11/06/2026
When I hear fellow trainers say things like sugar is toxic, or act like all you need to do is cut out sugar if you want to be healthy and lose weight, it really gets me thinking about how much influence that narrative still has. Not just on the general public, but on professionals who are supposed to know better.
Because we know it’s not just one singular thing.
We know this. We’ve studied this. We’ve monitored this.
And I think a lot of the time it’s because it’s easier to blame one thing. It’s easier to simplify the problem and point the finger at that. But we’ve been doing that for years, and people still keep running into the same issue, because the issue was never just the one thing they were blaming in the first place.

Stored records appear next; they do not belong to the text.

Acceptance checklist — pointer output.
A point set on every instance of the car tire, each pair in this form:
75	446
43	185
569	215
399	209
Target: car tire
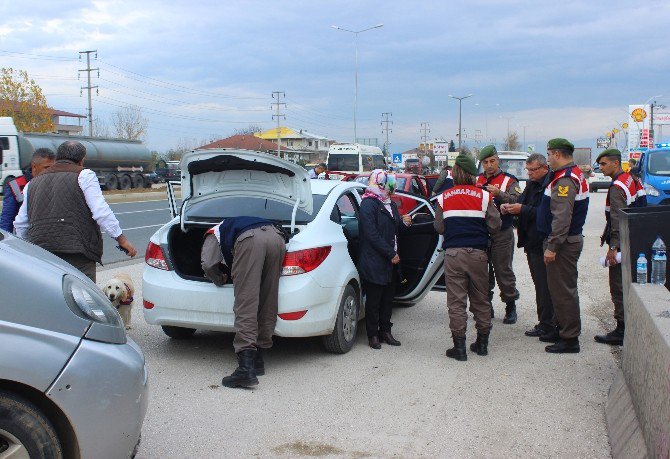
25	429
178	332
343	337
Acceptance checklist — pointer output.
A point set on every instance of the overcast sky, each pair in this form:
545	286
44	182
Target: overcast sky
201	69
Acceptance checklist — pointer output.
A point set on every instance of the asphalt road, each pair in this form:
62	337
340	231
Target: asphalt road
409	401
139	220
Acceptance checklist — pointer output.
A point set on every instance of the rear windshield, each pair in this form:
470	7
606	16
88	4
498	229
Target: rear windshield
342	162
659	162
214	210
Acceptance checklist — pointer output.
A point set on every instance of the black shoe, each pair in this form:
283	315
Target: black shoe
510	313
550	337
481	345
373	342
259	363
536	331
613	338
564	346
244	375
458	351
387	337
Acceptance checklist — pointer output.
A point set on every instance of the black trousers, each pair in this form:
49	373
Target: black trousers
378	307
538	272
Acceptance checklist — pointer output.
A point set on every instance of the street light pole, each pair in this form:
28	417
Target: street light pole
460	100
356	32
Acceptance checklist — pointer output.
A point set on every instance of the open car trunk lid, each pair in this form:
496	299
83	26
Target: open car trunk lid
210	174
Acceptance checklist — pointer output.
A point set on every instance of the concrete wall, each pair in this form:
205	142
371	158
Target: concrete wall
646	363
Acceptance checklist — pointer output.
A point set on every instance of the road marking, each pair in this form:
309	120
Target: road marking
139	211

It was the myriad of other things.
S**t sleep.
Low movement.
Sitting on your arse all day.
Poor planning.
Lack of nutritional knowledge.
Your food environment.
Your beliefs around food.
The way you look at yourself.
The way you grew up around food.
The things people said to you.
Using food for comfort because it soothed some of the negative feelings you were going through.
It’s all sorts of reasons that end up driving a calorie surplus, and that calorie surplus is what drives weight gain.
And of course, if we’re stuck around the same weight for a long time and finding it difficult to lose, then yes, we’re not in a calorie deficit. But that’s still a simplified way of looking at it.
The more useful question is: what is driving that maintenance or that surplus in the first place?
What behaviours are driving it?
And what is influencing those behaviours?
That’s the bit we should be looking at.
Not sugar per se.
Sugar can be one part of it.
But it is not the sole reason why people struggle to lose weight.